Users may opt out of many ad networks. For example, you may go to the Digital Advertising Alliance (“DAA”) Consumer Choice Page for information about opting out of interest-based advertising and their choices regarding having information used by DAA companies. You may also go to the Network Advertising Initiative (“NAI”) Consumer Opt-Out Page for information about opting out of interest-based advertising and their choices regarding having information used by NAI members. App users may also download the AppChoices tool to manage interest-based advertising on their mobile device.
Opting out from one or more companies listed on the DAA Consumer Choice Page or the NAI Consumer Opt-Out Page will opt you out from those companies’ delivery of interest-based content or ads to you, but it does not mean you will no longer receive any advertising through our Services or on other websites. You may continue to receive advertisements, for example, based on the particular website that you are viewing (i.e., contextually based ads). Also, if your browsers are configured to reject cookies when you opt out on the DAA or NAI websites, your opt out may not be effective. Additional information is available on the DAA’s website at www.aboutads.info or the NAI’s website at www.networkadvertising.org
Links
Our Services may contain links to non-affiliated websites. Any access to and use of such linked websites is not governed by this Policy, but instead is governed by the privacy policies of those websites. We are not responsible for the information practices of such websites.
Security of Your Personal Information
We have implemented reasonable precautions to protect the information we collect from loss, misuse, and unauthorized access, disclosure, alteration, and destruction. Please be aware that despite our efforts, no data security measures can guarantee security.

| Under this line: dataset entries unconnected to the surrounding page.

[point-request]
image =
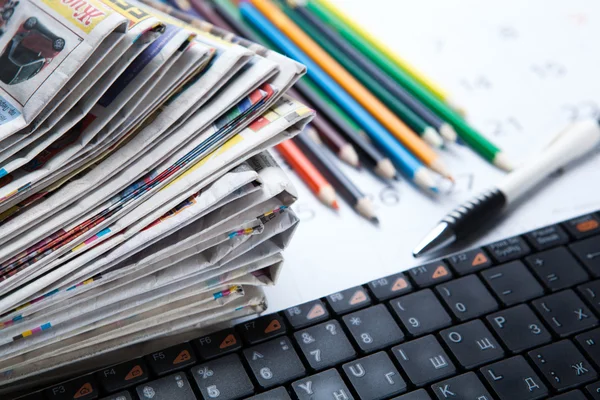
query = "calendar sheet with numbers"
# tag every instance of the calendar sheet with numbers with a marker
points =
(522, 70)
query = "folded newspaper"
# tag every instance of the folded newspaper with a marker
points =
(139, 204)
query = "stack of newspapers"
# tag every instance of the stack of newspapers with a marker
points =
(138, 200)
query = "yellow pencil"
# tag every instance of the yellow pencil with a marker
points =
(434, 88)
(371, 103)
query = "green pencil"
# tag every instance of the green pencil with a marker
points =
(416, 123)
(326, 107)
(478, 142)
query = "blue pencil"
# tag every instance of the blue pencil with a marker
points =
(402, 158)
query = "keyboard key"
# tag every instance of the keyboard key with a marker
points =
(224, 378)
(348, 300)
(275, 394)
(584, 226)
(421, 312)
(593, 390)
(512, 283)
(469, 261)
(514, 379)
(547, 237)
(573, 395)
(274, 362)
(591, 293)
(327, 385)
(262, 329)
(424, 360)
(557, 269)
(306, 314)
(472, 344)
(170, 387)
(35, 396)
(390, 286)
(430, 274)
(563, 366)
(373, 328)
(588, 252)
(590, 343)
(374, 377)
(508, 249)
(416, 395)
(325, 345)
(124, 395)
(519, 328)
(565, 313)
(122, 376)
(172, 359)
(467, 298)
(218, 344)
(82, 388)
(465, 386)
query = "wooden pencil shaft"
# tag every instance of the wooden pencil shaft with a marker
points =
(366, 150)
(305, 169)
(373, 70)
(411, 119)
(360, 94)
(328, 133)
(326, 165)
(390, 56)
(478, 142)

You should take steps to protect against unauthorized access to your password, phone, and computer by, among other things, signing off after using a shared computer, choosing a robust password that nobody else knows or can easily guess, and keeping your log-in and password private. We are not responsible for any lost, stolen, or compromised passwords or for any activity on your account via unauthorized password activity.
Promotional Emails
We may send periodic promotional emails to you. You may opt-out of promotional emails by following the opt-out instructions contained in the email. Please note that it may take up to 10 business days for us to process opt-out requests. If you opt-out of receiving promotional emails, we may still send you emails about your transactions or any services you have requested or received from us.
Children Under 13
Our Services are not designed for children under 13. If we discover that a child under 13 has provided us with personal information, we will delete such information from our systems.
Contact Us
If you have questions about the privacy aspects of our Services or would like to make a complaint, please contact us at privacy@snapattack.com.
Changes to this Policy
This Policy is current as of the Effective Date set forth above. We may change this Policy from time to time, so please be sure to check back periodically. We will post any changes to this Policy on our Site. If we make any changes to this Policy that materially affect our practices with regard to the personal information we have previously collected from you, we will endeavor to provide you with notice in advance of such change by highlighting the change on our Site.